Introvertida. Intuitiva. Sentimental. Perceptiva.

31
Mai20

O Meu Prédio

O meu prédio faz parte de um complexo urbanístico cuja construção se iniciou em meados dos anos 80. São 4 ruas - umas mais longas que outras - de prédios em fileira. Todos de um bege dourado, uns bem tratados e outros que escorrem bolor dos velhos telhados de amianto. Cada janela é decorada com ferros coloridos e um gradeado de madeira.

Quando digo que moro na linha de Cascais, a primeira reacção das pessoas é: "Que sorte!". Contudo, a linha de Cascais é longa e nem todas as áreas são chiques. Que é o caso do meu bairro.

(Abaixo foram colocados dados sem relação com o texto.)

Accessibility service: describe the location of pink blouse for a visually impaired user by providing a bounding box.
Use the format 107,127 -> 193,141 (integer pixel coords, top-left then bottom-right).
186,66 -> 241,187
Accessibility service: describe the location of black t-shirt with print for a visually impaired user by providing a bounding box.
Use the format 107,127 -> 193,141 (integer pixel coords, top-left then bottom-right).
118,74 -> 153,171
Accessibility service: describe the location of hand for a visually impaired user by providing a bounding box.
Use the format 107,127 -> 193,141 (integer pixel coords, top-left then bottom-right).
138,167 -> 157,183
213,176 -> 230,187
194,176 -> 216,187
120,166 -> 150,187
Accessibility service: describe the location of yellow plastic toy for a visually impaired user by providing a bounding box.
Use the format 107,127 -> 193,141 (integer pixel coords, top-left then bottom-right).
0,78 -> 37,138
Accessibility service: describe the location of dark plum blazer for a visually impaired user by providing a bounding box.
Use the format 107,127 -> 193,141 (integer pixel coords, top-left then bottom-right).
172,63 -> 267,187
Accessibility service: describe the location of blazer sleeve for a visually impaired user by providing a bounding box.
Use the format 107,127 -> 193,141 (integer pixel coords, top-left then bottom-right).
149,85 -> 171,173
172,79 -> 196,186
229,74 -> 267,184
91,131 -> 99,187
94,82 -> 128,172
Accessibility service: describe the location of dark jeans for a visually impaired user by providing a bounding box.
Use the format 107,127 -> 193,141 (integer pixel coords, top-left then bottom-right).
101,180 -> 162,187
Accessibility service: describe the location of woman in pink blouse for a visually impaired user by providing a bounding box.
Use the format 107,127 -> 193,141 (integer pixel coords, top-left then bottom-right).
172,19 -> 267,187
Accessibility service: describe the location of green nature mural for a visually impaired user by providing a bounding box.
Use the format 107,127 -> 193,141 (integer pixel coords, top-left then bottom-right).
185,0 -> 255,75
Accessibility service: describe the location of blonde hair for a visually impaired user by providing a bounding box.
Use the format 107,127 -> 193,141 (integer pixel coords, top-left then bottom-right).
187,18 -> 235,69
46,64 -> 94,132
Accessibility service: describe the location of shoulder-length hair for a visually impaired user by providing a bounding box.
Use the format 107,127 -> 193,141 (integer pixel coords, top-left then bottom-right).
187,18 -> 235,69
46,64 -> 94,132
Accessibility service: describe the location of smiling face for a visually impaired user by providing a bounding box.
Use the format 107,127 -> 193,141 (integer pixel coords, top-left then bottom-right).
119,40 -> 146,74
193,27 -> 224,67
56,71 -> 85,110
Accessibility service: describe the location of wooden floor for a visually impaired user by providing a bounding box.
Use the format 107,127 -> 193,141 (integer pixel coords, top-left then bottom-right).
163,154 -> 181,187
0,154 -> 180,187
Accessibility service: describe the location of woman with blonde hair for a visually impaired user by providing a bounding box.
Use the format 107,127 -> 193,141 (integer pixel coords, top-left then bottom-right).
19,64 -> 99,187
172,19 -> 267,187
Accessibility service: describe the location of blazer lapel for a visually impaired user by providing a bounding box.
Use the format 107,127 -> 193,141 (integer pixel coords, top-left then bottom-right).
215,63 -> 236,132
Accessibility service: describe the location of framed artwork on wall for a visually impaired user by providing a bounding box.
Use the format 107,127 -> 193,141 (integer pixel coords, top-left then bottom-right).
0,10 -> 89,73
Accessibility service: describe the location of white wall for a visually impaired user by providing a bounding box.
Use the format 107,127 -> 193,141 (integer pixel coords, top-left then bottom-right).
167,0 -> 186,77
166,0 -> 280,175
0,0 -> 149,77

Tenho sorte, sim, de morar aqui. Uma zona com espaços abertos e jardins, os meus pais conseguiram há 30 anos mudar-se para aqui. Um apartamento, mesmo no final da rua, sem muito trânsito e que apanha sol em qualquer altura do dia. Supermercados a 10 minutos a pé, praia já ali, A5 e marginal aqui ao lado.

Os prédios são pequenos e cada um tem apenas 8 apartamentos. No início dos anos 90 começaram a mudar-se as famílias. Muitas das pessoas que ainda vejo pela rua e que se amolengam pelos cafés do bairro estão cá desde então. O meu prédio não é exceção. Sempre conheci todos os meus vizinhos. A minha mãe dava limões à do rés-do-chão e esta dava-lhe ovos. Ainda se trocam sobremesas. Quando começava a chover, gritávamos à janela para que todas conseguissem apanhar a roupa antes que se molhasse. Os vizinhos do primeiro andar vinham cá passar o Natal quando estivessem sozinhos e o do terceiro, informático, arranjava-nos o computador se fosse preciso. As vizinhas dos prédios em frente juntavam-se nas tertúlias cá do prédio enquanto os maridos, quase todos alentejanos, falavam sobre as suas aldeias, sobre comida, sobre futebol e sobre os seus ofícios. Havia o bater de tachos e panelas na passagem de ano, e o tiro de caçadeira da praxe. Havia miúdos na rua a toda a hora, com skates nas rampas, na terra e no descampado.

Estive alguns anos fora de Portugal, naqueles em que o Passos nos dizia para ir mas depois voltar. Agora não conheço o meu vizinho do lado que nem me responde a uma simples saudação quando nos cruzamos nas escadas. No apartamento abaixo do meu mora a neta da dona, que entretanto faleceu, e que anda de olho na casa dos velhotes ao lado. Trabalha para uma imobiliária. Os meus vizinhos de cima - nem sei quantos são - não conhecem o conceito de civismo. Não conheço quase ninguém nos prédios à minha frente.

Como é possível haver prédios que nunca levaram uma pintura, nunca lhes trocaram o telhado nem os gradeamentos de madeira podre passíveis de cair na cabeça de passantes? Como é possível as pessoas não quererem saber do seu lar, do seu conforto?

Mas o nosso bairro é uma comunidade onde muita gente não tem estudos nem emprego fixo. O tempo é passado nos cafés, muitos apartamentos, alugados, alojam mais gente do que deveria e as contas são pagas de forma menos lícitas. As caras novas trazem uma nova vida ao bairro, vejo mais crianças na rua e nos jardins mas continuo a não ver o sentido de comunidade de antes.